It’s a long time since I posted something, but today I have some exciting news. Some of you may have noticed that about a week ago the Illustrative Mathematics Project went live with the next version of its website (illustrativemathematics.org). The site has a set of tasks for one standard at each K–8 grade level. More tasks will be appearing over the coming weeks.

Eventually the sets of tasks will include elaborated teaching tasks with detailed information about using them for instructional purposes, rubrics, and student work. Such a fully developed set of tasks will be what we call a Complete Illustration of the standard. Right now we are trying to build up our collection of Initial Illustrations of standards, which will have the following characteristics:

- A minimum of 4 tasks (although typically 5-6 or more depending on the standard).
- Most will be more like assessment tasks or brief teaching tasks. At least one will be the kernel of an instructional task that can eventually be more fully developed and elaborated with the help of teachers using it in classrooms.
- The tasks in the set will vary in difficulty.
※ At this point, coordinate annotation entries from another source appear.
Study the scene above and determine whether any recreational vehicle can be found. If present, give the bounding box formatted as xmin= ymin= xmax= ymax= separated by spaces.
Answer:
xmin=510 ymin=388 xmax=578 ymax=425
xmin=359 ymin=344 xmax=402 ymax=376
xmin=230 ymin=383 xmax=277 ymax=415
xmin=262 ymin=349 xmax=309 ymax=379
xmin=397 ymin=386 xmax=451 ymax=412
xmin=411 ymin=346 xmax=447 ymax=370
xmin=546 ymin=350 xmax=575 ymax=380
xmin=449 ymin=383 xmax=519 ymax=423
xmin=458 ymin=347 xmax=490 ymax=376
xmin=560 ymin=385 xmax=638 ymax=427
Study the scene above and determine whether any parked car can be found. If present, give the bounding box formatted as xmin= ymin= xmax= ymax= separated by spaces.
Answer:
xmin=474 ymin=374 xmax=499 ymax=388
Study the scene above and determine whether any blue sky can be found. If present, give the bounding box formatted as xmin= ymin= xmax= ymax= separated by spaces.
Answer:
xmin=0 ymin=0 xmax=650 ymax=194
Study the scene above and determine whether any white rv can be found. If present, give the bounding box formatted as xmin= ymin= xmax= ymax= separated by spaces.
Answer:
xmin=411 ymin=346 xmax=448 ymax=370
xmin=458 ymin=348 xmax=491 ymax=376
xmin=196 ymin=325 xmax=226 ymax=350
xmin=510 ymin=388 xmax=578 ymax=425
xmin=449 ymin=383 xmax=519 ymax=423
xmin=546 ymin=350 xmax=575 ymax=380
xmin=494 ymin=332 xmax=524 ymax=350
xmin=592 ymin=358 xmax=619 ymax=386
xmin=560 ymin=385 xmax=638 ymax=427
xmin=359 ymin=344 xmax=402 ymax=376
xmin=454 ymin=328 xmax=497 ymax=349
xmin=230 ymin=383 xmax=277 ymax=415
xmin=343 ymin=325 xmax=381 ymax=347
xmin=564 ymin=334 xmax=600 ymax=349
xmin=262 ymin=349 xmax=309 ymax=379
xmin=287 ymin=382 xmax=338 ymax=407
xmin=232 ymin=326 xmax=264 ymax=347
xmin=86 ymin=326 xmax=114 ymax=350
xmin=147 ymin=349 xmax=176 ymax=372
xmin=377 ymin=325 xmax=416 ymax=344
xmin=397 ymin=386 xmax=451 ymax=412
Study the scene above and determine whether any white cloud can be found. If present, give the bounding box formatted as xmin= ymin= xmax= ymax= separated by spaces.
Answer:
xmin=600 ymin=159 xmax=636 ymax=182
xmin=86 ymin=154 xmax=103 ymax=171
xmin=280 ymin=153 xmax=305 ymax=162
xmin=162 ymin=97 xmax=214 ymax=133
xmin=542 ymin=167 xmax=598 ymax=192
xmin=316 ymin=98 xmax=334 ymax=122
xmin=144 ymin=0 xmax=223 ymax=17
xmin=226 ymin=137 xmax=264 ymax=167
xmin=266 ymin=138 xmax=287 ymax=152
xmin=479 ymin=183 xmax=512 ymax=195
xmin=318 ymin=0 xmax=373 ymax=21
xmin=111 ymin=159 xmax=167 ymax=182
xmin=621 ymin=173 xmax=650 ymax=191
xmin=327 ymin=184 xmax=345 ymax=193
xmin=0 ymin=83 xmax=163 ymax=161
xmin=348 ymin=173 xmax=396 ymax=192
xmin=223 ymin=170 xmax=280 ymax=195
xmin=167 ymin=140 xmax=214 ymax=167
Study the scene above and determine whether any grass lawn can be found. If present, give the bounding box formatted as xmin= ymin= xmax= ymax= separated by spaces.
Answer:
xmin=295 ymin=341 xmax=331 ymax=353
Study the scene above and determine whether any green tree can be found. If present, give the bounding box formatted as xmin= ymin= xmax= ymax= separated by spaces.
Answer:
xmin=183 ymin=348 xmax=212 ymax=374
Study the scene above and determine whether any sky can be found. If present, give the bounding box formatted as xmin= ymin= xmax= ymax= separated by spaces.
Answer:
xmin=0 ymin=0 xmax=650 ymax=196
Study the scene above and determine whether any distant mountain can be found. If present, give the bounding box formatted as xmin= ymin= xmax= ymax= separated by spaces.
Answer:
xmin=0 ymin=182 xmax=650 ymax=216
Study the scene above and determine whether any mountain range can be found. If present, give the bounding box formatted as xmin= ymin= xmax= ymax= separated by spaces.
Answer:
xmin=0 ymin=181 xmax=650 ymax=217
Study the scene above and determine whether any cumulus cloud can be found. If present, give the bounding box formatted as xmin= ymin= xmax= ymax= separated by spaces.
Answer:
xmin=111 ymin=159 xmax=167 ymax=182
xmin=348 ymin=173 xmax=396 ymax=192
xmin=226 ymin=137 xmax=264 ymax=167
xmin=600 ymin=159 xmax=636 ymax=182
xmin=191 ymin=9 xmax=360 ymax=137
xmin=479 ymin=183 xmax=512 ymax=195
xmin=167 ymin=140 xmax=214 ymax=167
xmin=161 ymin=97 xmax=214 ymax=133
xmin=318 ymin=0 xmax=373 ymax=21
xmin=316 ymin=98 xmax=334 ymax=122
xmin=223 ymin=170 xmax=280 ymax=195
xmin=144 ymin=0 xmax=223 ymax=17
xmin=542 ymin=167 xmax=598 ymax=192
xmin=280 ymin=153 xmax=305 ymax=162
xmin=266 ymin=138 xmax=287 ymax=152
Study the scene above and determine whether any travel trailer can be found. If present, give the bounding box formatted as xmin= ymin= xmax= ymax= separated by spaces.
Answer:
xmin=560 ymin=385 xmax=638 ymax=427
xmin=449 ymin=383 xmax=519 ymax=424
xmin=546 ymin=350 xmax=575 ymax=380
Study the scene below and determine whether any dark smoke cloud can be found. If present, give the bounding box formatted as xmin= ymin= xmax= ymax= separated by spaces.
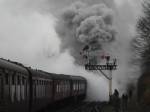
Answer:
xmin=56 ymin=2 xmax=116 ymax=62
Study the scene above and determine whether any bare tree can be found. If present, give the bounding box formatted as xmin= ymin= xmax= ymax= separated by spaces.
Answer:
xmin=132 ymin=0 xmax=150 ymax=71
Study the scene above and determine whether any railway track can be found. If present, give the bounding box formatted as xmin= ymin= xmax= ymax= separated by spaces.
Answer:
xmin=51 ymin=102 xmax=106 ymax=112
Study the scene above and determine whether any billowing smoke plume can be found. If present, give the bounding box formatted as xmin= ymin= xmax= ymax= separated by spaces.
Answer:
xmin=56 ymin=2 xmax=116 ymax=63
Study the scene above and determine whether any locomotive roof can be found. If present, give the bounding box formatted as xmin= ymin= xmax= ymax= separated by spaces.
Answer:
xmin=0 ymin=58 xmax=28 ymax=74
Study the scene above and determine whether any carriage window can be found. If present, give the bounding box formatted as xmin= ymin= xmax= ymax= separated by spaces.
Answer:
xmin=22 ymin=77 xmax=25 ymax=85
xmin=5 ymin=74 xmax=9 ymax=84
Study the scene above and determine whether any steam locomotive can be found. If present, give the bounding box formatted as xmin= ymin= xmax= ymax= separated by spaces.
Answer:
xmin=0 ymin=58 xmax=87 ymax=112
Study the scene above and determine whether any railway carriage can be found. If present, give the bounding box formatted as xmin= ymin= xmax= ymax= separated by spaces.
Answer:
xmin=0 ymin=59 xmax=29 ymax=112
xmin=0 ymin=58 xmax=87 ymax=112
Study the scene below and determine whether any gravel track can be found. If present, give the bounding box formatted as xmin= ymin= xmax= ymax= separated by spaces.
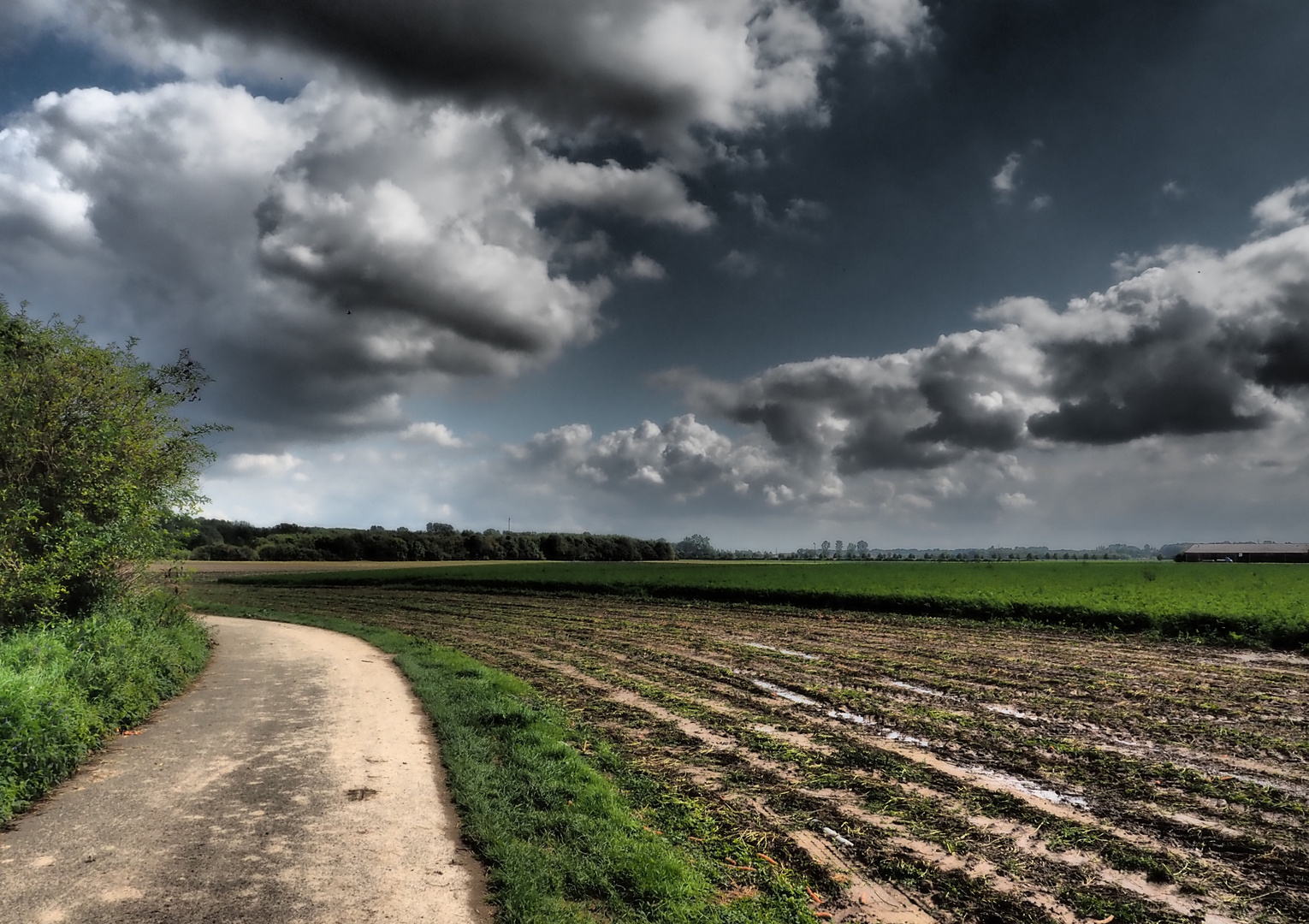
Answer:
xmin=0 ymin=617 xmax=491 ymax=924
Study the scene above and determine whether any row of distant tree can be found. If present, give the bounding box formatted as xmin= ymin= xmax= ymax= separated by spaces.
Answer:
xmin=778 ymin=539 xmax=1186 ymax=561
xmin=677 ymin=534 xmax=1186 ymax=561
xmin=168 ymin=517 xmax=677 ymax=561
xmin=168 ymin=517 xmax=1185 ymax=561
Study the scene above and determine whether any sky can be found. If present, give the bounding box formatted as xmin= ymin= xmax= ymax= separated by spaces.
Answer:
xmin=0 ymin=0 xmax=1309 ymax=551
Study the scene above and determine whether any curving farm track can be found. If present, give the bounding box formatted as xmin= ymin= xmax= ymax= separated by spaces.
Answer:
xmin=196 ymin=585 xmax=1309 ymax=924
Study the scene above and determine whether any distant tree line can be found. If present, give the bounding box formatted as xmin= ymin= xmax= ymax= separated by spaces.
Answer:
xmin=168 ymin=517 xmax=677 ymax=561
xmin=778 ymin=539 xmax=1186 ymax=561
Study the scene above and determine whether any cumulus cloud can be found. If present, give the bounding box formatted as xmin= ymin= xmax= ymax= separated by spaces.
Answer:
xmin=516 ymin=211 xmax=1309 ymax=511
xmin=511 ymin=413 xmax=812 ymax=501
xmin=400 ymin=420 xmax=467 ymax=449
xmin=0 ymin=81 xmax=727 ymax=432
xmin=618 ymin=254 xmax=667 ymax=280
xmin=1250 ymin=180 xmax=1309 ymax=230
xmin=0 ymin=0 xmax=942 ymax=445
xmin=991 ymin=151 xmax=1022 ymax=198
xmin=719 ymin=250 xmax=759 ymax=279
xmin=228 ymin=453 xmax=305 ymax=477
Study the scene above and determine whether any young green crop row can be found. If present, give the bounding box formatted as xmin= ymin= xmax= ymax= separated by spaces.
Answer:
xmin=228 ymin=561 xmax=1309 ymax=650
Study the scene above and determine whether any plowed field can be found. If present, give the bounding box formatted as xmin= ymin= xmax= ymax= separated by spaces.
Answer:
xmin=192 ymin=583 xmax=1309 ymax=924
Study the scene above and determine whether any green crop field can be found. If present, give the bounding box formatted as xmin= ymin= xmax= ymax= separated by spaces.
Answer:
xmin=220 ymin=561 xmax=1309 ymax=649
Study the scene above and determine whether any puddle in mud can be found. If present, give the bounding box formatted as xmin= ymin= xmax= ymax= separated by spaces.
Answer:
xmin=827 ymin=709 xmax=932 ymax=747
xmin=750 ymin=680 xmax=818 ymax=706
xmin=886 ymin=680 xmax=953 ymax=699
xmin=966 ymin=767 xmax=1089 ymax=808
xmin=745 ymin=642 xmax=822 ymax=661
xmin=982 ymin=702 xmax=1045 ymax=722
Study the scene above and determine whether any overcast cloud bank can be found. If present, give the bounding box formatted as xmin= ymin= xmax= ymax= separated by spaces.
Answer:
xmin=511 ymin=208 xmax=1309 ymax=520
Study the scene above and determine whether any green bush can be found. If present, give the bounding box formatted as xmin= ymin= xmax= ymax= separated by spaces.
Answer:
xmin=0 ymin=299 xmax=217 ymax=627
xmin=0 ymin=595 xmax=208 ymax=822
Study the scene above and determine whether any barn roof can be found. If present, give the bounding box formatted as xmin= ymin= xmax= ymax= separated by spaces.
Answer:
xmin=1186 ymin=542 xmax=1309 ymax=555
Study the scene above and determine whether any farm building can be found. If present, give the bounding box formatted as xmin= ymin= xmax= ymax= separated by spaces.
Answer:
xmin=1182 ymin=542 xmax=1309 ymax=563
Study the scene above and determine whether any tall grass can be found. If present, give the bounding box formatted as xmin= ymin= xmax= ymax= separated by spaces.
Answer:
xmin=0 ymin=595 xmax=210 ymax=823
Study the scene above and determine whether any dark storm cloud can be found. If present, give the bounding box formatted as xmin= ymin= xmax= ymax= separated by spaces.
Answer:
xmin=0 ymin=82 xmax=714 ymax=435
xmin=522 ymin=218 xmax=1309 ymax=509
xmin=63 ymin=0 xmax=927 ymax=158
xmin=1028 ymin=302 xmax=1280 ymax=445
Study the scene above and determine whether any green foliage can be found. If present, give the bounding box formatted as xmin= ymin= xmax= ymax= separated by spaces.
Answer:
xmin=207 ymin=605 xmax=815 ymax=924
xmin=0 ymin=299 xmax=216 ymax=627
xmin=227 ymin=561 xmax=1309 ymax=650
xmin=0 ymin=595 xmax=208 ymax=823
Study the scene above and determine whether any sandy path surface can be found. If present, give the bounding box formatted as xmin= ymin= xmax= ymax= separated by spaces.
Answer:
xmin=0 ymin=617 xmax=491 ymax=924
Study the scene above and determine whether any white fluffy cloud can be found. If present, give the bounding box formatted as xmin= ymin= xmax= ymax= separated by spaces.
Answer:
xmin=0 ymin=0 xmax=926 ymax=440
xmin=0 ymin=82 xmax=727 ymax=430
xmin=400 ymin=420 xmax=467 ymax=449
xmin=991 ymin=151 xmax=1022 ymax=196
xmin=1250 ymin=180 xmax=1309 ymax=230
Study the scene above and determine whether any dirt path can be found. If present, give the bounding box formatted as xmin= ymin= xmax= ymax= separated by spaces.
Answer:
xmin=0 ymin=618 xmax=491 ymax=924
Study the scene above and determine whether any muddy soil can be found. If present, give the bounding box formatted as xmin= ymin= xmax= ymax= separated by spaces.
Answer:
xmin=0 ymin=618 xmax=491 ymax=924
xmin=195 ymin=583 xmax=1309 ymax=924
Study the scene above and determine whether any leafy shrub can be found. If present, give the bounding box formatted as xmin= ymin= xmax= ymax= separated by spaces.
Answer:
xmin=0 ymin=299 xmax=217 ymax=627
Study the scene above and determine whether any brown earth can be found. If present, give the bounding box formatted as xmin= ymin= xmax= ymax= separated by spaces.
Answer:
xmin=192 ymin=583 xmax=1309 ymax=924
xmin=0 ymin=617 xmax=491 ymax=924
Some but not all will be scaffolded.
- A balance in computational/algorithmic and conceptual tasks.
- An appropriate number of contextual problems for the standard.
- Most of the tasks will illuminate the “center of mass” of the standard, and a few will light up the periphery.
- At least one task will bridge in some way to another standard, ideally across domains or grade levels.

The new site also allows users to register. This is not necessary to see the tasks, but if you register you will be eligible for news bulletins and various opportunities for involvement in the project that will arise over the next few months.

Go to illustrativemathematics.org to see the new goodies. (This is still a beta site, and you may encounter slowness or other problems from time to time.)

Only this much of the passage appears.